Finora, a parte un materasso molle e deforme, la Mostra in pieno trambusto (e la zona del palazzo del Cinema ricorda un deserto che nasconde segreti e bugie) è stata clemente perché mi ha già mostrato un film bello e atteso (The Ides of March, di Clooney) e un film che dimenticherò in fretta (Love and Bruises, di Lou Ye) e ho scoperto che “bruises” in inglese significa “ammaccature” o “lividi” e che alla fine della Mostra (oltre ad un corso intensivo di inglese e di spagnolo), penso che di ammaccature ne conterò e spero che ogni ammaccatura, ogni livido provocato dai film, possa rigenerarmi e riesca a dirmi qualcosa di diverso, di nuovo, di importante, di decisivo. Aspetto, quindi, i film ammaccatura e spero che lascino il segno.

The Ides of March (oltre all’onere/onore di far voltare pagina alla Mostra ancora scossa dalla stranezza Box Office e oltre ad aprire il Concorso ufficiale) è un bel film, ben fatto, ben recitato, ben diretto (conseguenza inevitabile del feeling tra Clooney e Grant Heslov).

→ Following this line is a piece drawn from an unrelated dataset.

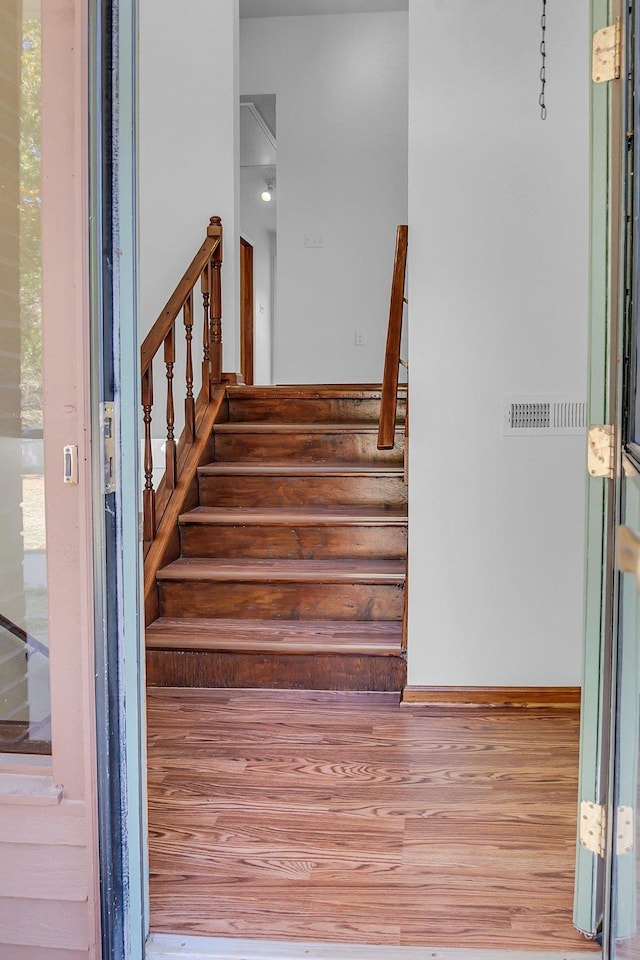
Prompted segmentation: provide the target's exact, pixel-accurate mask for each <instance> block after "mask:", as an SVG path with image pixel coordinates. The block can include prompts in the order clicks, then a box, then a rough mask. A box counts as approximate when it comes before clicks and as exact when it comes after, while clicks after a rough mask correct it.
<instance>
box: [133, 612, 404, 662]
mask: <svg viewBox="0 0 640 960" xmlns="http://www.w3.org/2000/svg"><path fill="white" fill-rule="evenodd" d="M401 646H402V624H401V623H400V621H370V622H369V621H346V622H345V621H329V620H292V621H287V620H253V621H251V620H233V619H228V618H218V619H205V618H201V619H200V618H196V617H184V618H177V617H161V618H159V619H158V620H156V621H155V622H154V623H152V624H151V625H150V626H149V627H147V647H148V648H149V649H154V650H192V651H201V652H220V651H227V652H234V653H277V654H309V653H310V652H311V653H314V654H316V653H317V654H322V653H325V654H327V653H328V654H331V653H333V654H357V655H360V656H389V655H396V656H398V655H400V651H401Z"/></svg>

Quando il divo George parla, chiacchiera, racconta il suo film, fa il serio ma sembra che non si prenda mai sul serio; quando si veste da autore, quando fa il cinema e quando dirige altri attori (questo cast è eccezionale: da Ryan Gosling a Philip Seymour Hoffman, da Paul Giamatti a Evan Rachel Wood fino a Marisa Tomei), interpreta un ruolo ancora più intrigante, più elegante, più brillante. Ricorderò il suo film per come ha scelto di raccontare la crisi contemporanea, che prima di essere di qualche altro tipo è soprattutto umana (quindi la politica è un pretesto godurioso per una sceneggiatura goduriosa). Riguarderò il suo film concentrandomi su come e quanto relazioni così complesse e ambigue che ambiscono, tutto sommato, ad un bene più grande (la lealtà, la sincerità, la verità) subiscano lentamente e vorticosamente gli influssi degenerativi del male (si assiste, di fatto, ad una sorta di metamorfosi del fascino). The Ides of March, inoltre, conferma che quello di Clooney è un cinema che non si accontenta di rappresentare e inseguire la verità perché è un tipo di cinema che tenta di esplorare attraverso il giocatolo cinema le ombre e le insidie della libertà umana, le ambiguità della realtà, le trasformazioni dell’uomo. Ides of March è un thriller morale (Clooney cita Wall Street di Stone come esempio, ma non è troppo distante anche dal recente The Ghost Writer di Polanski o, perché no, da Le vite degli altri di Von Donnersmark), ricco di colpi di scena che gioca con le regole del genere trasformando l’essere umano in una creatura cinica, avvolta dal male del potere e dell’egoismo. Ma la deriva alla quale partecipiamo non è la realtà che è certamente molto più amara, avida, spietata e molto meno spettacolare. Il film ogni tanto sembra dimenticarselo e pare ammiccare con lo spettatore quasi compiacendosi. Il livido c’è, non si discute, si sente e si vede. Ma penso passerà in fretta.